Gazzetta, Malfitano: "Critiche incomprensibili! Il 2° posto è un gran risultato"
Salvatore Malfitano, giornalista de La Gazzetta dello Sport, è stato nostro ospite su Radio Tutto Napoli, l'unica radio tutta azzurra e sempre live, che puoi seguire sulle app gratuite (per Iphone o per Android, Android Tv ed LG), in auto col DAB o qui sul sito anche in video: “Credo sarà una partita in cui il peso degli obiettivi farà la differenza. Il Napoli è ancora pienamente in corsa per la qualificazione in Champions League, che potrebbe anche diventare matematica con una serie di risultati favorevoli. Dall’altra parte c’è un Bologna che ormai non ha più grandi ambizioni di classifica e che probabilmente è arrivato alla fine di un ciclo. Paradossalmente il più motivato potrebbe essere proprio Vincenzo Italiano, che a Fuorigrotta spesso ha fatto bene”.
Si è parlato molto del rendimento di Hojlund. Dove sta il problema?
“Secondo me bisogna essere onesti. Hojlund non è mai stato un attaccante da 25 gol a stagione. Anche a Bergamo e al Manchester United è sempre rimasto dentro un certo range realizzativo. Chi l’ha preso doveva sapere questo. Poi è vero che a Napoli ha avuto maggiore continuità, ma il problema è più ampio: il Napoli quest’anno ha faticato a trovare una sua identità definitiva”.
In che senso?
“Dal punto di vista tattico i principi sono chiari, ma non sappiamo ancora quale sia davvero l’undici tipo di Conte.
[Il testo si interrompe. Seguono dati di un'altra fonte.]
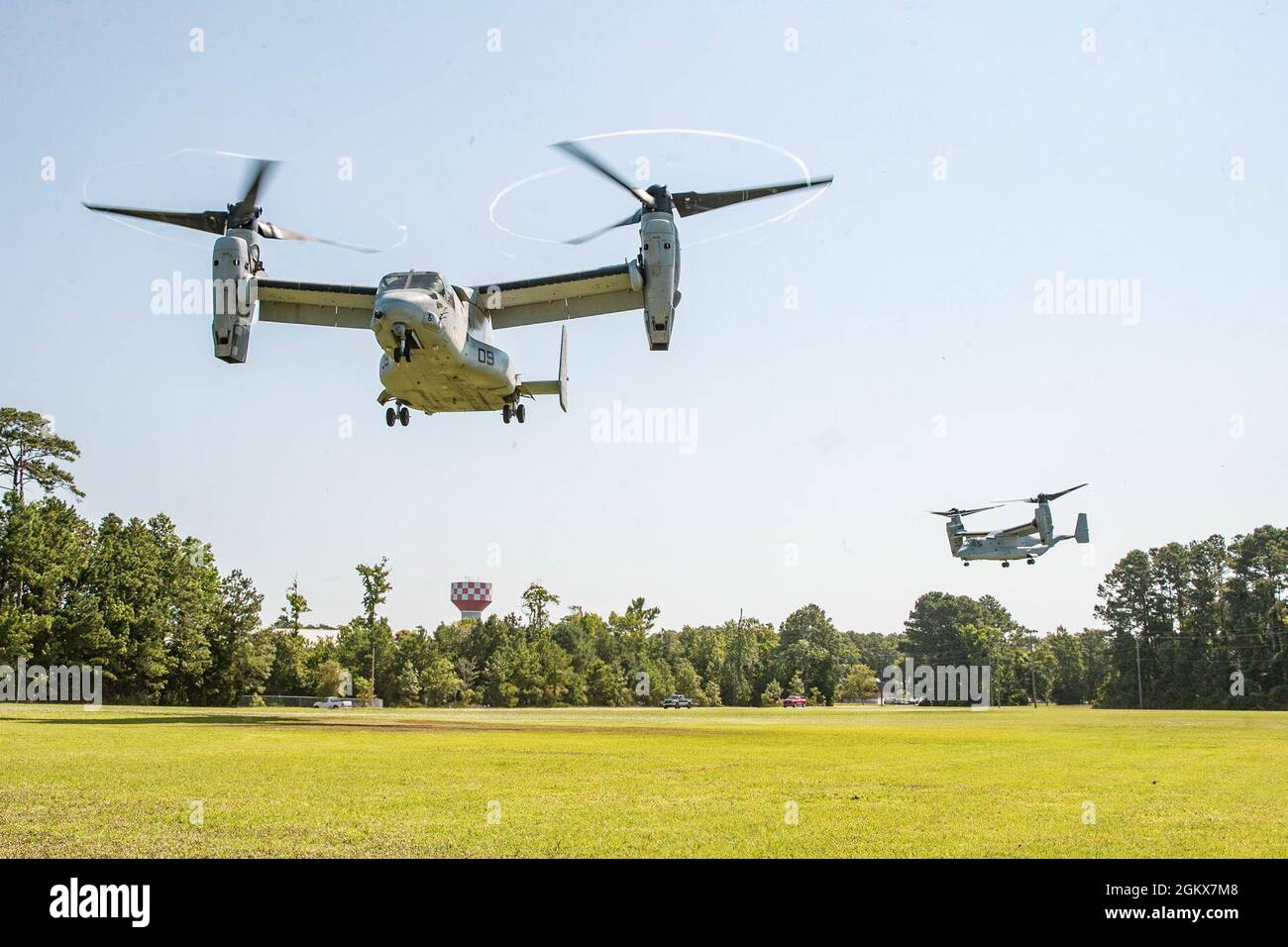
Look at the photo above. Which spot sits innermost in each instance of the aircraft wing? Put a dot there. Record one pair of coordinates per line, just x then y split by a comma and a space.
316, 303
563, 296
1024, 530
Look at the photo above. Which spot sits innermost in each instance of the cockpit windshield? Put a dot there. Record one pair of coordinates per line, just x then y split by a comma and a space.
426, 281
413, 281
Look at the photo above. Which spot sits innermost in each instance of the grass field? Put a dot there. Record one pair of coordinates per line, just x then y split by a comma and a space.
864, 781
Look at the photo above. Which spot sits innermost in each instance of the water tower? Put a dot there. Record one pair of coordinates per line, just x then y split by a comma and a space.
472, 598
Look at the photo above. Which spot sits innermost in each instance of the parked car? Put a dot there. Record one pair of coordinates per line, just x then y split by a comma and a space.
334, 703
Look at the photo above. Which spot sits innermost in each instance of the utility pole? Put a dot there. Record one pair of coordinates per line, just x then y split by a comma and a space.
1033, 671
1140, 689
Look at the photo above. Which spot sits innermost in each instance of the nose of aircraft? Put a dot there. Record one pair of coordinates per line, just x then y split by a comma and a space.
404, 305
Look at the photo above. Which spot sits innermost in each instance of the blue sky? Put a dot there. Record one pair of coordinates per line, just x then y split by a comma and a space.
975, 151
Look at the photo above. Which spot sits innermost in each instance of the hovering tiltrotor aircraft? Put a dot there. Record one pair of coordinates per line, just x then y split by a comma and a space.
1025, 541
437, 338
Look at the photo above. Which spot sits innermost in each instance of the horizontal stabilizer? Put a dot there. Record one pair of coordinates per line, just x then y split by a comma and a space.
559, 385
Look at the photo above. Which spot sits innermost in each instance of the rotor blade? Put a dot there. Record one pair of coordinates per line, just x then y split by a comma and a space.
273, 232
632, 219
259, 174
1039, 497
596, 163
690, 202
1055, 496
956, 512
207, 221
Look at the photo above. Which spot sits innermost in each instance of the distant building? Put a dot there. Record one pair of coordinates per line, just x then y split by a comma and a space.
472, 598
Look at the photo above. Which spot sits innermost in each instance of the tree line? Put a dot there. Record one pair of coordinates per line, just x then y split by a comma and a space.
153, 608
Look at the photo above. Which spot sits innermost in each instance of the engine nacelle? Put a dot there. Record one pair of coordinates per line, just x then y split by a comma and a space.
660, 256
235, 295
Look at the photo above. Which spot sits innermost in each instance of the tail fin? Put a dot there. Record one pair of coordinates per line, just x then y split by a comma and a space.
561, 385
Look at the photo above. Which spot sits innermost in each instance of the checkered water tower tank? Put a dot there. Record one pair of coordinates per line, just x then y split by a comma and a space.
472, 598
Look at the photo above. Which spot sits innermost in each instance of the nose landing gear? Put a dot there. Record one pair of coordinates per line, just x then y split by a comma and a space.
402, 343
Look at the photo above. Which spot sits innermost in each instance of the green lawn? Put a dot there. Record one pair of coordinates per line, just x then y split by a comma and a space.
864, 781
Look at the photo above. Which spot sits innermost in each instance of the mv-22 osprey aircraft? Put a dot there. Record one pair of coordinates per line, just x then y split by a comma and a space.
437, 337
1025, 541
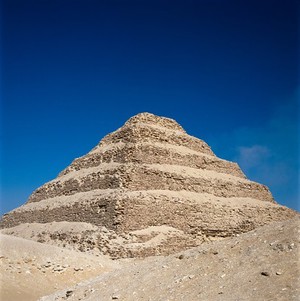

Se oggi chiedessimo al tecnico quale sia la sua formazione ideale con tutti a disposizione, probabilmente non avremmo una risposta univoca. Difesa a tre, difesa a quattro, due esterni alti o meno: gli infortuni hanno inciso tantissimo”.
Con il ritorno di Di Lorenzo possiamo aspettarci qualche esperimento tattico?
“Francamente no. Non credo agli esperimenti in questo momento della stagione. Il Napoli deve chiudere bene il campionato e blindare il secondo posto. Sarebbe importante sia per il prestigio sia per l’immagine internazionale del club”.
C’è chi storce il naso davanti a questo secondo posto…
“Io sinceramente non capisco queste critiche. Non dico che vada festeggiato come uno scudetto, ma sarebbe comunque un grande risultato. Poi è normale resti un po’ di frustrazione pensando a dove sarebbe potuto arrivare questo Napoli senza tutti gli infortuni avuti durante l’anno”.
Quanto conta chiudere secondi e non quarti?
“Conta tantissimo. Conte dice che secondo o quarto posto cambiano poco perché entrambi portano in Champions, ma io non sono d’accordo. Arrivare dietro all’Inter è un conto, chiudere dietro altre squadre sarebbe diverso. Il Napoli deve fare almeno sette punti nelle ultime tre partite”.
Sul futuro di Conte e di Manna cosa filtra?
“Per ora siamo ancora nel campo delle voci. Sicuramente ci sarà un confronto tra De Laurentiis e Conte per definire il progetto futuro. Conte rappresenta una garanzia: ti assicura stabilità e competitività. Cambiare allenatore oggi sarebbe un rischio importante”.
E se Conte andasse via?
“In quel caso io finalmente vorrei vedere Vincenzo Italiano sulla panchina del Napoli”.
Ti convince il lavoro fatto dal tecnico del Bologna?
“Assolutamente sì. Ha dimostrato di saper gestire squadre non costruite per affrontare più competizioni. Con la Fiorentina ha raggiunto finali europee, col Bologna ha fatto un percorso importante in Europa League e ha vinto la Coppa Italia. Sono risultati di grande valore”.
Un’ultima battuta sui giovani azzurri Rao e Hasa?
“Sono due profili molto promettenti, soprattutto Hasa, che Conte ha sempre apprezzato molto. Però bisognerà capire chi sarà l’allenatore del Napoli il prossimo anno, perché la gestione dei giovani cambia molto in base alla guida tecnica. Mi auguro però che il Napoli inizi davvero a investire con maggiore convinzione sul proprio settore giovanile”.